Primary Key and Indexes
This lesson explains the concept of an index and its utility in databases.
We'll cover the following
Primary Key and Indexes#
Every time a query that contains a WHERE clause is issued, MySQL has to do a full scan of the table to find matching rows. A linear scan of the table isn’t very efficient. Adding an index to the table can significantly speed-up search for matching rows. An index’s primary purpose is to provide an ordered representation of indexed data. An index works similar to how a book index works. Say if you are looking for a particular word, you can scan the index and find the page numbers where the word appears. This saves you time as now you don’t have to flip through every page in the book. Since a book index is sorted in alphabetical order, you can visually very quickly narrow down the portion of the index to inspect. If you are looking for a topic starting with the letter ‘M’, you can jump to the part of the index with all the topics starting with the letter ‘M’. However, the trade-off is that the index itself takes up a few pages of the book.

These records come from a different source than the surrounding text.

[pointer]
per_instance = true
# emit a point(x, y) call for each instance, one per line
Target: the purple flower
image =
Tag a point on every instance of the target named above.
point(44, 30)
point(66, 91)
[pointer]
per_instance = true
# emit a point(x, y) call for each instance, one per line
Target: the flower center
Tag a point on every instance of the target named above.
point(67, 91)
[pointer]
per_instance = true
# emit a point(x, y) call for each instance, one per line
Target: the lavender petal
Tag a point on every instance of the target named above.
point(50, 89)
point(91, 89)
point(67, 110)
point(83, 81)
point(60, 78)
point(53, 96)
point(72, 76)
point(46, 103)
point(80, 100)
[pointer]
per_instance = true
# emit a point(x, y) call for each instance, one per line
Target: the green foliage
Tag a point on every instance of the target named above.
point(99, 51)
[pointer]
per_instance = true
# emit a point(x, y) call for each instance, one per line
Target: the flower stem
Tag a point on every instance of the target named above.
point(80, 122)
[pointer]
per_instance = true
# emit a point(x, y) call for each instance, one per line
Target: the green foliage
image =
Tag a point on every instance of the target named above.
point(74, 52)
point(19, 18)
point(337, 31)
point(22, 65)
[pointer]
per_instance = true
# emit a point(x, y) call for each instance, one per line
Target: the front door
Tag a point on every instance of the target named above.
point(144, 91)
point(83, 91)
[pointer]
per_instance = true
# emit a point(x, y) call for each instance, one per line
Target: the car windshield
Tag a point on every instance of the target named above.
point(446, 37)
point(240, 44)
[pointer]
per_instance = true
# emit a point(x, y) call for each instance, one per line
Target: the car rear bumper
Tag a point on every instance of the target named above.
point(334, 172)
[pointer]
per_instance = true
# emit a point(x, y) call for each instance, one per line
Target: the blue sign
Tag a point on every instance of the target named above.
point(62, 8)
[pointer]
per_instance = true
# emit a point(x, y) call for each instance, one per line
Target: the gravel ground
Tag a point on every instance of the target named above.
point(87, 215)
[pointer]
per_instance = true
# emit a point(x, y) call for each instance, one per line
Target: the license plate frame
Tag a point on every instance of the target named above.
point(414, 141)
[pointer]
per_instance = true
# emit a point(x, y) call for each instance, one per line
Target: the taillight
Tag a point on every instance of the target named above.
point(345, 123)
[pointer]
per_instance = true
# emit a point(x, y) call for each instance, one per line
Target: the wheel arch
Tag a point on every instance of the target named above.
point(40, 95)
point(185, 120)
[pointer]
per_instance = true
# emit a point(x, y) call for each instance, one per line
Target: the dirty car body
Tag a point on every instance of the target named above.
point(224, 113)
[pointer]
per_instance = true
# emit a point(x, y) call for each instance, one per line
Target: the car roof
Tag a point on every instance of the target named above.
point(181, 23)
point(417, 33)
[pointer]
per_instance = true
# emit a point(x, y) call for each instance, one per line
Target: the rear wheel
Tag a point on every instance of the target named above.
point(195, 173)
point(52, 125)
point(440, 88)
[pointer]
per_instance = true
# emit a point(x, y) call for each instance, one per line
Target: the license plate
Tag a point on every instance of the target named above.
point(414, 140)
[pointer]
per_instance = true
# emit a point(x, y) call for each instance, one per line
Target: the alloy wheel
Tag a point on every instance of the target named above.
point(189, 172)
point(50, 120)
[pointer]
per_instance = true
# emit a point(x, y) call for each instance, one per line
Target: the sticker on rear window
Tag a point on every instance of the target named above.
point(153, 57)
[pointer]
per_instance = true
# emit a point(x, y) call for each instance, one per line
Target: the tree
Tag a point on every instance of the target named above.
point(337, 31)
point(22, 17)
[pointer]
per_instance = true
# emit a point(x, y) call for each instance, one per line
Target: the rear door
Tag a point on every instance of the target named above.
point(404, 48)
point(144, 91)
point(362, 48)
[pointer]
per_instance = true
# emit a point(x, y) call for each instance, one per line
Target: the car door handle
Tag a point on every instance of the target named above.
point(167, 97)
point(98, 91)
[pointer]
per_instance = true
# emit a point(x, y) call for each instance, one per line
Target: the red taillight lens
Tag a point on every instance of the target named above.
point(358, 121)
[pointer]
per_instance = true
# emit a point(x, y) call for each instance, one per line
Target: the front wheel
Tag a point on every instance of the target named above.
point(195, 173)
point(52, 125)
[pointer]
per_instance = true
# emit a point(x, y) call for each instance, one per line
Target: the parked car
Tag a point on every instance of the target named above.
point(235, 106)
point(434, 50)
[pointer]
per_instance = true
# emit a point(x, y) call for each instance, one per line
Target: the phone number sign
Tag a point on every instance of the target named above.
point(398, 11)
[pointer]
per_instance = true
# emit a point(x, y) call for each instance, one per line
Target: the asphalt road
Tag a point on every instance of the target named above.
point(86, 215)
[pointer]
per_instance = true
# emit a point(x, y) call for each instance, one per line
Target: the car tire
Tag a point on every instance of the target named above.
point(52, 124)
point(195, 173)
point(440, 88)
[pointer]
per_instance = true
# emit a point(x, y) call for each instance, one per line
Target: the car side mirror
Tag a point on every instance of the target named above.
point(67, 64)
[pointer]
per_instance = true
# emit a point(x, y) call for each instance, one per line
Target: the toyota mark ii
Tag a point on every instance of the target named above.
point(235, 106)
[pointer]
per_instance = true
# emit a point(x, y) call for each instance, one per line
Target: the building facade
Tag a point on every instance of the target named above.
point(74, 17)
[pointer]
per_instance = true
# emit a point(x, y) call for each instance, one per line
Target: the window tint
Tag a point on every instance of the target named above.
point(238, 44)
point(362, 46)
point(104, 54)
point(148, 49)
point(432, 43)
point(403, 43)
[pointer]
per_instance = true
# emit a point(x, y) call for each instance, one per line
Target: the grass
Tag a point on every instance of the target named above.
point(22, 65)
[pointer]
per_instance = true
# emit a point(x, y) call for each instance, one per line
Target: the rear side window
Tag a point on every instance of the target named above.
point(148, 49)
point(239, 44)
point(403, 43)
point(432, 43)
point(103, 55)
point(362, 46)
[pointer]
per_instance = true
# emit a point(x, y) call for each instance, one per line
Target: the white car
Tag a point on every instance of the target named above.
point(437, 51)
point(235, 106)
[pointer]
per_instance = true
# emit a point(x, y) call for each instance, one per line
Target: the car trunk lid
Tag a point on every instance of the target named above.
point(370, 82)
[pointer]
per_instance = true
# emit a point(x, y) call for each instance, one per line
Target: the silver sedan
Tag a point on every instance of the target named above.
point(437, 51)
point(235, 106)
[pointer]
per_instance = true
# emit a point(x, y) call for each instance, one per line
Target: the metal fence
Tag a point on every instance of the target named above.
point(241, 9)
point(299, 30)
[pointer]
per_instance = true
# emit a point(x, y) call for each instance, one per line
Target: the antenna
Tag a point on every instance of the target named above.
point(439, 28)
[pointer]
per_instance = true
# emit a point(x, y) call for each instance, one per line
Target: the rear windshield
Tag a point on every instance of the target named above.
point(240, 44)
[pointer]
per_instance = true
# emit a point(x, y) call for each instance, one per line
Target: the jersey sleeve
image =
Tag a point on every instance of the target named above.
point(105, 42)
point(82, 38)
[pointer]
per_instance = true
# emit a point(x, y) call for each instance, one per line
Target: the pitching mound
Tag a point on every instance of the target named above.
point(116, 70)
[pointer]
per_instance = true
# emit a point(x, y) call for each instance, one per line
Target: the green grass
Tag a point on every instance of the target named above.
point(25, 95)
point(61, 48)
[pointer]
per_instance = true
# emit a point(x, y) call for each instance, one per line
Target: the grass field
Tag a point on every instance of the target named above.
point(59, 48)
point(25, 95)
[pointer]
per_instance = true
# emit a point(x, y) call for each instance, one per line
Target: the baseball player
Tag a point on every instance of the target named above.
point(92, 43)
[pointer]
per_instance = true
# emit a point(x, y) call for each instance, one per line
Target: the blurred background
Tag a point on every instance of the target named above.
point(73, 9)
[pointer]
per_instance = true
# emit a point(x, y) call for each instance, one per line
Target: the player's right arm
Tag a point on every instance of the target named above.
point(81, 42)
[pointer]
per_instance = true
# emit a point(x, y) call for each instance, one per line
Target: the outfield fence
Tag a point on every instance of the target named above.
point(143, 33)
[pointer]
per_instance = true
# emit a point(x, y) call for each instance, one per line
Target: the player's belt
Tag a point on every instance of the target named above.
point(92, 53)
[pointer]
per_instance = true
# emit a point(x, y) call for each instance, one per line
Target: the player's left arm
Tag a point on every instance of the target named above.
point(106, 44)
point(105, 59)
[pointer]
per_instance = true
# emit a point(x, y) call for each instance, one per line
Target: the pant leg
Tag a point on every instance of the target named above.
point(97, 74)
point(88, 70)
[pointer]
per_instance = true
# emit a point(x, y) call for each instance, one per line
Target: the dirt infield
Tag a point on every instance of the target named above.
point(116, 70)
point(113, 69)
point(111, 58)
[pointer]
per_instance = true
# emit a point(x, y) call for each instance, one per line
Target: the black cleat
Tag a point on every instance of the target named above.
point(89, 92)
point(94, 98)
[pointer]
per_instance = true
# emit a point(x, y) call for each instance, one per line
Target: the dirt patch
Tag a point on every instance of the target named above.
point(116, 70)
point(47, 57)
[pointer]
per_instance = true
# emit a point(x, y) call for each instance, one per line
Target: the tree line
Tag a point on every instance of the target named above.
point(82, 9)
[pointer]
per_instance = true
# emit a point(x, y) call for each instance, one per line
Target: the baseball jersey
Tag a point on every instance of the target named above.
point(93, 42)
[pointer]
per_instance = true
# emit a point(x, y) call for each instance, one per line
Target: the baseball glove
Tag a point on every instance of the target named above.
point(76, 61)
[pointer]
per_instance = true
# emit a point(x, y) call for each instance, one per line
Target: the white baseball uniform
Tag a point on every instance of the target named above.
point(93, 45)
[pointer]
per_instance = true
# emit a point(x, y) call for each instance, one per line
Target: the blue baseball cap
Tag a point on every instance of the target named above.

Connect to the terminal below by clicking in the widget. Once connected, the command line prompt will show up. Enter or copy and paste the command ./DataJek/Lessons/16lesson.sh and wait for the MySQL prompt to start-up.
-
We can use the following query to display the indexes on a table:
SHOW INDEX FROM Actors;
The cardinality shows the number of unique values for the primary key. It’s also described as an estimate of the number of unique values in the index and may not be exact for smaller tables. Since we have eleven actors in the Actors table we have cardinality as 11. However, if you execute the above query in the console, the cardinality may not come out to be 11. Cardinality is counted based on statistics stored as integers, so the value is not necessarily exact even for small tables. However, if you execute the following command and then check for cardinality, it should come out to be exact.
ANALYZE TABLE Actors;
SHOW INDEX FROM Actors;
All columns that make up the primary key must be non-null.
Index#
- Before proceeding further let’s understand the finer details and the general concept of an index. There are two kinds of indexes:
-
Clustered
-
Non-clustered
Clustered Index#
When we insert rows into a table they are written to the underlying physical storage medium such as the hard disk. In the case of a clustered index, the table rows are sorted and kept in a B-tree structure (or an R-tree in the case of a spatial index). The physical arrangement of the rows on the disk mimics the logical order defined by the index. There’s no separate data-structure that holds the table’s rows. It is a way to inform the database system to cluster values physically close to each other on the disk that are close to each other in the index order.
B-trees and their modified version, B+ trees, are common data-structures used to store data on disks. Very large tables can’t fit into the main memory of the computer and only portions of such tables are brought from the hard disk to main memory. Searching for the required data becomes easy with B-trees as they guarantee a fixed number of disk reads since they are balanced. A B-tree consists of a root node, branch nodes, and then leaf nodes. An example B-tree looks like as follows:
In a B+ tree, the data only lives in the leaf nodes. The root and the internal nodes contain the key on which the B+ tree is sorted. MySQL stores rows in an entity called a page. A page is the smallest unit of data that a database can write to or read from a disk. A page contains rows and forms the leaf node of the B+ tree. An approximation of how the rows from the Actors table will appear as in a B+ tree with the first name as the key is shown below:
The above diagram shows the nodes are linked to each other via next and back pointers. Once we seek the desired data, we can easily navigate the index using these pointers. This is especially useful in range queries. For instance, if we wanted to select all the actors with names greater than Kylie in alphabetical order, we’ll seek to the leaf node with the key-value Kylie, and then blindly follow the forward pointers until the end of the index to gather all the rows satisfying the query.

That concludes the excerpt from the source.